Ce que savait Maisie est l'un des romans les plus célèbres et reconnus de Henry James. Et pour cause, il est très moderne. De par sa forme, le ton employé par l'auteur et le sujet traité, ce roman se présente comme une oeuvre extrêmement novatrice ...
Les parents de Maisie, une petite fille de la bonne société anglaise, ont décidé de divorcer et l'enfant se retrouve au milieu d'une pagaille terrible. Ses parents se la disputent comme des pigeons un morceau de pain, non pas par affection mais comme instrument de haine et de rancune, de moyen de pression.
Evidemment, Maisie est trop jeune pour comprendre quels sont les véritables enjeux de l'intrigue dont elle est le coeur. La petite est en milieu hostile et conflictuel.
Maisie se retrouve donc tiraillée entre ses parents, ses gouvernantes, ses beaux-parents. Son innocence contraste avec l'amour du pouvoir et de l'argent de ses géniteurs, qui préfèrent livrer une existence volage et sans soucis ménagers plutôt que d'avoir à s'occuper d'elle.
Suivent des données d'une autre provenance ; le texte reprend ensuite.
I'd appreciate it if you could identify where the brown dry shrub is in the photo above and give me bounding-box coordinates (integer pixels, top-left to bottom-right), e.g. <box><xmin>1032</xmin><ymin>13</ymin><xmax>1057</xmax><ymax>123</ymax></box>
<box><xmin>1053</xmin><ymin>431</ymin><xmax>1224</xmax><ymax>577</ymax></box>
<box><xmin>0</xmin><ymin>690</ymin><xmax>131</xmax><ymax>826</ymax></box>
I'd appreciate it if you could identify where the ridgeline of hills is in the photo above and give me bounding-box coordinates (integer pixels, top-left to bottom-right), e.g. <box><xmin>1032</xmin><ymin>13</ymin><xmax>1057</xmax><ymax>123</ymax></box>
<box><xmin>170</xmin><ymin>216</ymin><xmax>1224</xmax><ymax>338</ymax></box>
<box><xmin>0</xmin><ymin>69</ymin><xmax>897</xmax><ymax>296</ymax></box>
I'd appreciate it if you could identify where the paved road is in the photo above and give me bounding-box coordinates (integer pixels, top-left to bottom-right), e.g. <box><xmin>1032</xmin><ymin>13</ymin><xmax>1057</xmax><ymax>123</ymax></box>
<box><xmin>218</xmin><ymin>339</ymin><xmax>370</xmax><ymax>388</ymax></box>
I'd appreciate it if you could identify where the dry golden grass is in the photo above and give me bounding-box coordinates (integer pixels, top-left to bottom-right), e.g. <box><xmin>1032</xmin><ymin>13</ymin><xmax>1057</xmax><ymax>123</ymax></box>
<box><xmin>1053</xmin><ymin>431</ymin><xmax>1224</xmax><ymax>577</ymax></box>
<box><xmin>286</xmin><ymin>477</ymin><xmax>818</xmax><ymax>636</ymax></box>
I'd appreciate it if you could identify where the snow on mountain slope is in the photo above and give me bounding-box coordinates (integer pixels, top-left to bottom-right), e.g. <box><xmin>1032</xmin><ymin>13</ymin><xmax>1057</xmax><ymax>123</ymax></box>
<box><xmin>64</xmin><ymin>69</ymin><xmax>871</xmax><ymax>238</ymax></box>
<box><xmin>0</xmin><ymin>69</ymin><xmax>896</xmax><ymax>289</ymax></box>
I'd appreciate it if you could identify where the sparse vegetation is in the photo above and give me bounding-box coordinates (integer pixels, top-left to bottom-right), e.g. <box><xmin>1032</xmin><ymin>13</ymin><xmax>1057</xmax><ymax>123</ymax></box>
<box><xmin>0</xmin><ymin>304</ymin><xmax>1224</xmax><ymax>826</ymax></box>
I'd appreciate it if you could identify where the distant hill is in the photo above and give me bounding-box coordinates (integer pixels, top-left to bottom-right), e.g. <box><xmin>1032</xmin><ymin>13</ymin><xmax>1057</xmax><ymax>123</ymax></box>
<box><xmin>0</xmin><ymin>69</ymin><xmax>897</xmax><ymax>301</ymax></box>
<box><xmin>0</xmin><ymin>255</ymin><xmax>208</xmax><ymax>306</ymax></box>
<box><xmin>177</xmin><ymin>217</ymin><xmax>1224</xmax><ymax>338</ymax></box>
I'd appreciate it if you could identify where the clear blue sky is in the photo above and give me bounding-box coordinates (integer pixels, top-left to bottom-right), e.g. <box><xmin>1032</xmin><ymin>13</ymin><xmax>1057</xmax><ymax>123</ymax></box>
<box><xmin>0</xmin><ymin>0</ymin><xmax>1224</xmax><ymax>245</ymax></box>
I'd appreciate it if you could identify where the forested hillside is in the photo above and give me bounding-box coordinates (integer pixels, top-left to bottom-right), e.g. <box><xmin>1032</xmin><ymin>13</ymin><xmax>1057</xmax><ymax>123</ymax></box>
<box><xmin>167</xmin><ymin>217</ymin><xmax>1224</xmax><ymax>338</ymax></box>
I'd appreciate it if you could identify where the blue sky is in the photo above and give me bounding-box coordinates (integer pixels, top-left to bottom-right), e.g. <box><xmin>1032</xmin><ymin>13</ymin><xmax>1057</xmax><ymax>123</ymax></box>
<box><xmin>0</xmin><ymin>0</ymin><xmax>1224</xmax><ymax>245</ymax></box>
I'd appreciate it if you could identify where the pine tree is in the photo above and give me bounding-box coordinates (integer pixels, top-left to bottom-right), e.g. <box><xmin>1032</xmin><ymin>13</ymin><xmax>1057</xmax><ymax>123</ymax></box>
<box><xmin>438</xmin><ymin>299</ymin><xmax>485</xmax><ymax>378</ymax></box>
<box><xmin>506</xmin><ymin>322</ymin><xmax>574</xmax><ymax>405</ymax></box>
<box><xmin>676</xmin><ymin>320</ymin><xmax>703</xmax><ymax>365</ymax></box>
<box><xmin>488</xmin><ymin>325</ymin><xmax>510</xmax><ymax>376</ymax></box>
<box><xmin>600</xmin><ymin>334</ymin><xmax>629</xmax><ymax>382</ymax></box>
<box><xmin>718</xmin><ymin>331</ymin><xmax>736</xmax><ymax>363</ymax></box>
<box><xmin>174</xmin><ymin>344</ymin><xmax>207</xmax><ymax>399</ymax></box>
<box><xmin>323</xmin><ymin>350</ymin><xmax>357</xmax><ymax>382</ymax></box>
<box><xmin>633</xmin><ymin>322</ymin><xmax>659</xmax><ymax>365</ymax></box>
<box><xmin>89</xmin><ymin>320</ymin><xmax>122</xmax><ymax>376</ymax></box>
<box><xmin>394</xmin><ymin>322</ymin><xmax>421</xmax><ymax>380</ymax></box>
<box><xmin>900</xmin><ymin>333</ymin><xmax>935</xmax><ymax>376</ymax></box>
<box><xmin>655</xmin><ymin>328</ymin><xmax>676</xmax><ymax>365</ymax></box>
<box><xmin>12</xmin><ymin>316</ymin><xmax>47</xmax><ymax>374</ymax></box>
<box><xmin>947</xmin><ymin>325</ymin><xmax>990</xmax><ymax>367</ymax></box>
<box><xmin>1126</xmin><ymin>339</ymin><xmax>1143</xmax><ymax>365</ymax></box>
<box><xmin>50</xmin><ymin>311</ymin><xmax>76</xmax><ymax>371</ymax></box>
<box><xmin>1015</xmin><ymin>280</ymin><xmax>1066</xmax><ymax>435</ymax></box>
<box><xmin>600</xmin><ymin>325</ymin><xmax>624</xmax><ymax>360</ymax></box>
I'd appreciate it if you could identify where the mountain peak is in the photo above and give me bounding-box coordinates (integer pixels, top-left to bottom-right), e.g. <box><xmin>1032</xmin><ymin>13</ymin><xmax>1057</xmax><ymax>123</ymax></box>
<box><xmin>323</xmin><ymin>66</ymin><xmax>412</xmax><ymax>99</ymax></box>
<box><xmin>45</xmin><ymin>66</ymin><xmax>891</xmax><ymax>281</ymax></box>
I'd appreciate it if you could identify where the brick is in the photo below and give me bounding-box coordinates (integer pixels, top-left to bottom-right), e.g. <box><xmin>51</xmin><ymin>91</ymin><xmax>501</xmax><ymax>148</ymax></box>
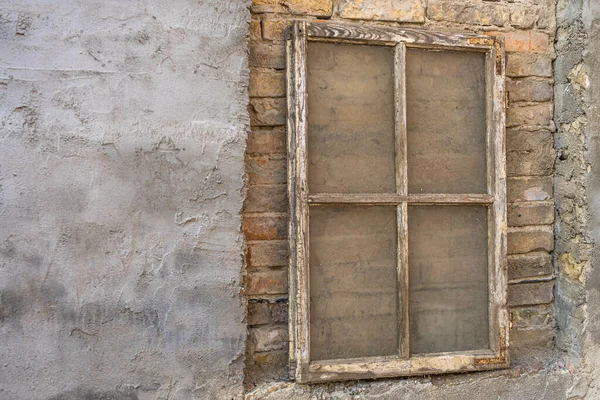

Maisie s'attache très vite à ses beaux-parents, lesquels semblent davantage se soucier de son sort et apprécier sa compagnie. Mais là encore, la pauvre se devra d'écouter et d'assister aux doléances de ceux-ci, comme si, au final, sa propre peine était reléguée au second plan.
Comment faire confiance à des adultes qui lui promettent mots et merveilles et se protéger et ne pas souffrir face à leur infidélité ? Et surtout, comment Maisie, une enfant d'à peine 10 ans, peut-elle cerner une situation qui la dépasse et faire face à de constantes querelles ?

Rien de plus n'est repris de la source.